Ireland was the poster child for the excess that preceded the current crisis, as the authors remind us:

Ireland’s difficulties arose because of a massive property boom financed by cheap credit from Irish banks. Ireland’s three main banks built up loans and investments by 2008 that were three times the size of the national economy; these big banks (relative to the economy) pushed the frontier in terms of reckless lending. The banks got the upside, and then came the global crash in fall 2008: property prices fell more than 50 percent, construction and development stopped, and people stopped repaying loans. Today roughly one-third of the loans on the balance sheets of major banks are nonperforming or “under surveillance”; that’s an astonishing 100 percent of gross national product, in terms of potentially bad debts.

Not surprisingly, with gravity-defying numbers such as the above…..

Ireland, simply put, appears insolvent under plausible scenarios with current policies.
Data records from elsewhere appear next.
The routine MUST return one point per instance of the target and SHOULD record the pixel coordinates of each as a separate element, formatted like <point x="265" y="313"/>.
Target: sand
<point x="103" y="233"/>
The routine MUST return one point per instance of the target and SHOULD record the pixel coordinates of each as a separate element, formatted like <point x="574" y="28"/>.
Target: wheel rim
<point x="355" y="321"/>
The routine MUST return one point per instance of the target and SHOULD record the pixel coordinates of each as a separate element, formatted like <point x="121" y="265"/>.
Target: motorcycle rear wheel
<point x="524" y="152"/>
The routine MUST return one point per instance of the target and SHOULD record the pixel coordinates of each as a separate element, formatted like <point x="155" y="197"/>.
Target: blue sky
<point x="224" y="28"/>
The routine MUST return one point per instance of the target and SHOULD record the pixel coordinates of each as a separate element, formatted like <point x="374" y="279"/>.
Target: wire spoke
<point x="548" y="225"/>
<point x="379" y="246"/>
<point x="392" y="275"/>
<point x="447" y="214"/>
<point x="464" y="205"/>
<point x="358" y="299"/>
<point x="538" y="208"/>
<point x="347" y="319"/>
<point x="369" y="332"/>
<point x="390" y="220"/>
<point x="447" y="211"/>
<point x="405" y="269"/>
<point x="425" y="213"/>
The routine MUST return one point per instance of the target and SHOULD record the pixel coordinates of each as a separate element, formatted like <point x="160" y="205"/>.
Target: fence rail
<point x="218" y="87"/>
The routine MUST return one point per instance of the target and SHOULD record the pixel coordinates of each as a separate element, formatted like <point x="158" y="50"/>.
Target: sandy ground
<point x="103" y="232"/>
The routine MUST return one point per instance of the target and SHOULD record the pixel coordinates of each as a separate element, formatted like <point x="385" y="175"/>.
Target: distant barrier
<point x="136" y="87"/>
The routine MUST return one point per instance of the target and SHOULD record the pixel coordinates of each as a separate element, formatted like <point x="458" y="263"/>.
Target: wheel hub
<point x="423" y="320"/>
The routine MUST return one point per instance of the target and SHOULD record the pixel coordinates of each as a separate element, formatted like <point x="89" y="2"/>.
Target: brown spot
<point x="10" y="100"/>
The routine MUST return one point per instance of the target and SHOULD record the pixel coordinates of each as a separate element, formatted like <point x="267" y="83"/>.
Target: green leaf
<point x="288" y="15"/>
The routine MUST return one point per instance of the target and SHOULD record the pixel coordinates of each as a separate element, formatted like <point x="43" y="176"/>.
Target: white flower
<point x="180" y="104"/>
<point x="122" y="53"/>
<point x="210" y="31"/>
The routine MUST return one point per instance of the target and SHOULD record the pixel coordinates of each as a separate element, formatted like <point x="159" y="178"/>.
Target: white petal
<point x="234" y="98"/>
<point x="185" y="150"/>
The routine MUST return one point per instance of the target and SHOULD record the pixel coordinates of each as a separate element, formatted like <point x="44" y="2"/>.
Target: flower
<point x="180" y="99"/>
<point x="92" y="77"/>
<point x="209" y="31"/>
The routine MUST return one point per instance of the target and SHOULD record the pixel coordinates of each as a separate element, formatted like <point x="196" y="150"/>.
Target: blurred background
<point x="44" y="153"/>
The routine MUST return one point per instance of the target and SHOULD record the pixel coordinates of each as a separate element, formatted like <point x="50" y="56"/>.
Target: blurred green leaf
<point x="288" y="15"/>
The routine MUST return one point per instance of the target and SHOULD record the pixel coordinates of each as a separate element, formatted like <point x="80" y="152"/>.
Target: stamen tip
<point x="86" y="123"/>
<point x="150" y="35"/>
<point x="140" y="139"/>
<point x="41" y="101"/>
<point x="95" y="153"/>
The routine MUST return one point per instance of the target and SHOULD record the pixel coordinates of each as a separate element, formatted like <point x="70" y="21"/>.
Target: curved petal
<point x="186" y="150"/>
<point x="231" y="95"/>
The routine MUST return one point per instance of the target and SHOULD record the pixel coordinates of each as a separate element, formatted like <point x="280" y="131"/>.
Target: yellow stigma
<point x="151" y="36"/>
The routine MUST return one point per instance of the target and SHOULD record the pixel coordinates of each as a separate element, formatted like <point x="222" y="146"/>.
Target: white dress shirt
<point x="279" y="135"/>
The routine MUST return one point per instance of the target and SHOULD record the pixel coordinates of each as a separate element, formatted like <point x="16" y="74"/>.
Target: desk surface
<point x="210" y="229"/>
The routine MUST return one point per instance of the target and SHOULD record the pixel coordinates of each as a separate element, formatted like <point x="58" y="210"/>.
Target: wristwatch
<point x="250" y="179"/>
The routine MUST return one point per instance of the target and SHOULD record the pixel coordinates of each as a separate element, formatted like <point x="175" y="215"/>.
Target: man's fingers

The idea that Ireland, Greece or Portugal can cut spending and grow out of overvalued exchange rates with still large budget deficits, while servicing all their debts and building more debt, is proving – not surprisingly – wrong. Such policies leave nations burdened with large debt overhangs that effectively tax businesses and borrowers – because interest rates must stay high to reflect risk.

Investors must wonder whether businesses and homeowners can afford these higher interest rates, so banks and investors cut credit lines and reduce lending. This strangles economies, even when the fiscal authorities take tough steps needed to cut deficits.

We can all instinctively appreciate that the wilder the party is and the longer it lasts, the bigger the bill must be at the end, and obviously someone always has to pay the bill. Must it always be “businesses and borrowers”? Not necessarily….

Ireland had more prudent choices. It could have cut the budget deficit while also acknowledging insolvency and requiring creditors to share some of the burdens. But a strong lobby of real estate developers, the investors who bought banks’ bonds and politicians with links to the failed developments (and their bankers) prefer that taxpayers rather than creditors pay. The European Central Bank, the European Union and the International Monetary Fund share some responsibility; they advocate these unlikely programs in order that European and global banks, which provided the funds to the Irish banks, do not suffer losses from such bad lending decisions.

And there we have a key reason why the aftermath of the bursting of gigantic credit bubbles lasts so much longer than the aftermath of ordinary recessions. It is because the very same elites that enriched and entrenched themselves as the bubble was being blown have enough of a grip on the levers of power to ensure that most of the bill for their wild party is paid by everyone else, except for them.